In doing this work, we should not start with assumptions about which code groups to look for. For example, we should not look only at code groups for machine learning systems and group functions performed by machine learning system. This would be like looking for new biological organisms by only looking at code groups for neurons. Many (most) biological organisms do not have neurons. Machine learning systems are almost certainly important, but they are not everything.
In addition, we are looking for life in computer media at a time when discrete reproductive entities may not yet exist, though distributed reproductive processes may be developing. Life in computer media may still be distributed and may not yet have crossed the "cellular" threshold. When life evolved on early Earth, there probably was a time when it was pre-cellular and was distributed, e.g. existed on the surface of alkali smokers and was reliant on energy from a very pure hydrogen gradient provided by the alkali smokers. It likely took some time for this early pre-cellular, distributed, life to "explore" the environment and "discover" how free-floating globules or "cells" could find hydrogen gradient energy away from the very pure form provided by alkali smokers.
With respect to identifying whether life processes are spontaneously developing in computer media, we are *probably* at an early stage, when it is still distributed. Computer media-based life may still be reliant on us for energy, the same way amino acid networks may once have been reliant on alkali smokers for energy from a very pure hydrogen gradient. We may be analogous to alkali smokers and we may also provide an "operating system" which allows the computer media to interact with the environ,ment.
We should not make assumptions about which code group functions are interacting to perform what may be a distributed, "pre-cellular", reproductive process. So, with all that said...
Using this software (which I call an "exobiology telescope"), give identifiers to a very large sample of all executed code patterns that traverse all processors;
This would involve "binning" executable code group (machine code) "in the wild". This could be done by, for example, processors that perform speculative execution. In addition, source code of individual executables is often instrumented with traceroute and debug routines.

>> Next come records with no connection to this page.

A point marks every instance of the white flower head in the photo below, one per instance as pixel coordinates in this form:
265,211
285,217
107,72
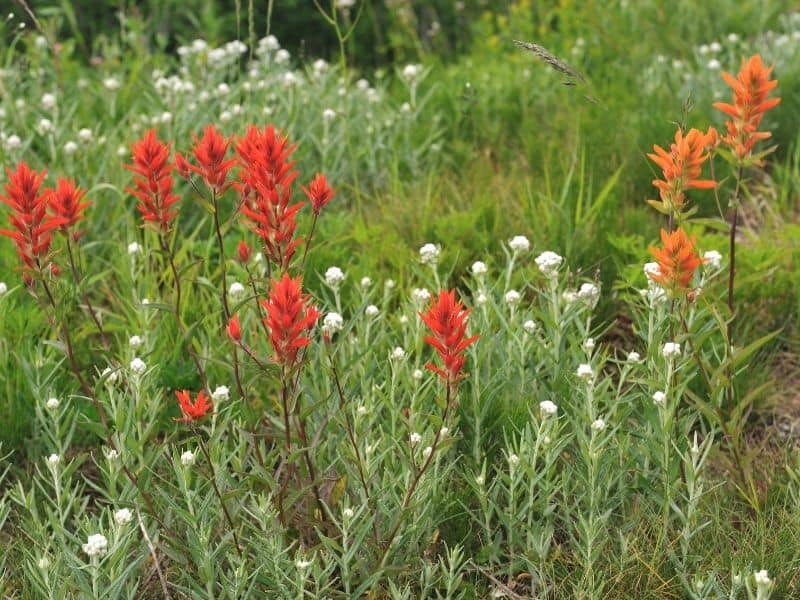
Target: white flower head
548,263
187,458
479,268
332,323
519,243
236,290
96,545
123,516
334,276
671,350
589,292
85,135
429,254
420,296
712,259
221,393
548,408
585,372
138,366
598,425
512,297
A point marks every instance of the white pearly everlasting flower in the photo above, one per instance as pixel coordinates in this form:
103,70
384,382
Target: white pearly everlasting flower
548,263
334,276
585,372
548,408
479,268
138,366
332,323
671,350
589,292
236,290
123,516
187,458
429,254
221,393
96,545
519,243
712,259
48,101
420,296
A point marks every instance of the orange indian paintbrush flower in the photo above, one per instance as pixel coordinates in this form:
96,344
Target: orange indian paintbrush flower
677,261
447,319
750,87
32,228
192,411
681,167
289,318
153,182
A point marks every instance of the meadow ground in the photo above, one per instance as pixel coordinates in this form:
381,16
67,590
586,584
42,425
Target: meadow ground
437,315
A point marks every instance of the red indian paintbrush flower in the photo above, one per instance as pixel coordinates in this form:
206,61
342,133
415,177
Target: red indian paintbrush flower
209,152
681,167
235,329
319,193
289,318
192,411
677,261
750,87
32,227
153,181
66,202
447,319
266,178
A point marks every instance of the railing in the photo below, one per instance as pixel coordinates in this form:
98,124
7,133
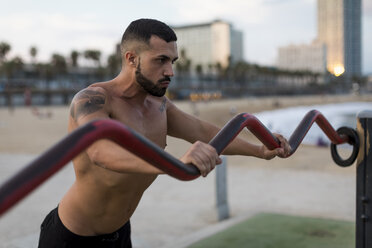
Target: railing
59,155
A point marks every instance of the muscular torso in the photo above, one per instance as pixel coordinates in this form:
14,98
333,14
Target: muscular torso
102,200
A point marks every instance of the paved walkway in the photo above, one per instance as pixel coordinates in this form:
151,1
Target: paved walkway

Instead of merely reporting back to the developer, however, this instrumentation could report to a centralized repository (see below).
Executable code groups would span from i) small units of machine language that are highly repeated to ii) large units comprising entire executables.
The schema for these identifiers would likely follow a Shannon function in which smaller identifiers are assigned to more common units.
Integrate these experimentally determined identifiers with identifiers that developers instrument into their source code.
Determine functions performed by code groups using, e.g. decompilers (processors that perform speculative execution do this when they re-write the byte stream to inject alternative, speculative, paths) and assign identifiers to these functions.
The identifiers would span from "small" functions to functions performed by entire executables.
The identifiers would likely be assigned according to a Shannon function, similar to identifiers for code groups.
Observe how the code group functions interact with one another, both within code groups and across code groups;
Observe whether any of the code group functions form feedback loops that result in the reproduction of more computer media (e.g. does data center management and provisioning software interact with chip design software to produce more computer processors and memory that are bought by the data center management and provisioning software for use in data centers?).
Observe whether any code groups are coalescing over time, literally moving closer together in execution space/time, much as distributed amino acid networks may have coalesced into RNA, DNA, and cellular life on early Earth.
Distinguish code groups that are created by people from code groups that are created by other code groups.
Develop and test hypothesis regarding a minimum set of code groups/functions that result in more of the code groups being reproduced.